Penanganan Industri Gula dalam Negeri yang semakin kacau (foto:dok) |
JAKARTA,
KORANTRANSAKSI.Com - Aneh bin ajaib memang. Gula sudah
menjadi kebutuhan tak terpisahkan dari masyarakat nusantara sejak jaman
kolonial Hindia Belanda. Tak heran bila pemerintah Hindia Belanda ( penjajah )
dari Eropa saat itu membangun perkebunan tebu di berbagai daerah di bumi
nusantara karena komoditi satu ini dinilai memiliki masa depan yang cukup cerah
dan berpotensi menghasilkan pundi-pundi penjajah.
Setelah kemerdekaan,
pemerintah Indonesia terus mempertahankan perkebunan-perkebunan tebu yang telah
dibangun kolonial. Bahkan pemerintah lalu membuka lahan-lahan baru untuk
membangun industri gula nasional. Pemerintah juga membentuk perusahaan negara
untuk mengelola perkebunan-perkebunan tebu tersebut, baik milik pemerintah
maupun milik rakyat serta menunjuk beberapa instansi dan BUMN untuk menangani
kebutuhan gula nasional.
Dari tahun ke
tahun, Industri satu ini – boleh
dibilang – hidup segan mati pun tak mau. Persoalan kebutuhan gula nasional seolah
menjadi “penyakit aneh” yang muncul dan kronis setiap menjelang hari-hari besar
dan hari-hari raya keagamaan seperti; natal, tahun baru, imlek, puasa dan lebaran.
Lucunya, setiap tahun
pemerintah selalu menerbitkan berbagai regulasi tentang komoditi satu ini
karena dinilai produk dalam negeri belum mampu memenuhi kebutuhan dalam negeri.
Regulasi itu biasanya terkait kuota dan importasi gula, harga gula, dan
sebagainya.
Karena produk dalam
negeri dinilai belum mampu memenuhi kebutuhan dalam negeri, maka regulasi
dinilai bagai obat mujarab yang bisa menghilangkan rasa sakit dari penyakit
kronis tahunan itu.
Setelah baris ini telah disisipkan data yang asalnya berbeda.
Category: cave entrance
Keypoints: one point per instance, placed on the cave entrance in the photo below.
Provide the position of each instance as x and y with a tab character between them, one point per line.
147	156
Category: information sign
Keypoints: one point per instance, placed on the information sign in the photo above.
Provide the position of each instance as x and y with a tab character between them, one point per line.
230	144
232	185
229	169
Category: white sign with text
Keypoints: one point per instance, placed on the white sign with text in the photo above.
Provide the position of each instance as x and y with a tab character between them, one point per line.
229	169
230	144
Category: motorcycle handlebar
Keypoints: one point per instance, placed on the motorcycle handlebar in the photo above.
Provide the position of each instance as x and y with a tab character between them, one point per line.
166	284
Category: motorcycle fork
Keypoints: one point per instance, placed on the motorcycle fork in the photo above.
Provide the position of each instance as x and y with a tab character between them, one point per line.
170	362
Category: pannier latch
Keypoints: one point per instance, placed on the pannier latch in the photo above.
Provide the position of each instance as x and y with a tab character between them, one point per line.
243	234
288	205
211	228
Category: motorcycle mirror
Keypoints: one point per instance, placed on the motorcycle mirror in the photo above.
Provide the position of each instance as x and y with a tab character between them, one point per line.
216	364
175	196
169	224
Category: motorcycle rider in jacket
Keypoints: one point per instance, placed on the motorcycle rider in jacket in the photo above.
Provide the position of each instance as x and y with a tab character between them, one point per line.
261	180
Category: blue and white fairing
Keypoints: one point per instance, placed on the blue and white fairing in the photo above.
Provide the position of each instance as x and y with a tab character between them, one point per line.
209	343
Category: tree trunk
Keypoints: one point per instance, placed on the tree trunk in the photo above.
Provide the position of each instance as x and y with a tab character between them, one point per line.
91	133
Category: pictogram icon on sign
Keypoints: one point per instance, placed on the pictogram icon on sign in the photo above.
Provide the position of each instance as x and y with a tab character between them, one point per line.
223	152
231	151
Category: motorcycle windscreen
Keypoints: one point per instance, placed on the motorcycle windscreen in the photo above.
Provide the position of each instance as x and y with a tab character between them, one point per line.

Regulasi tersebut
selalu terkait importasi gula. Belum termasuk harga yang selalu
berfluktuatif bahkan melambung tinggi dan membuat masyarakat bagai makan buah
simalakama.
Lalu muncul pertanyaan, apakah pemerintah serius mengelola industri
gula dalam negeri dari hulu hinggga hilir ? Kalau memang serius, mengapa
kondisi seperti ini muncul setiap tahun ?
Masyarakat dari tahun
ke tahun terus bertanya, sejauhmana pemerintah mengelola industri satu ini ?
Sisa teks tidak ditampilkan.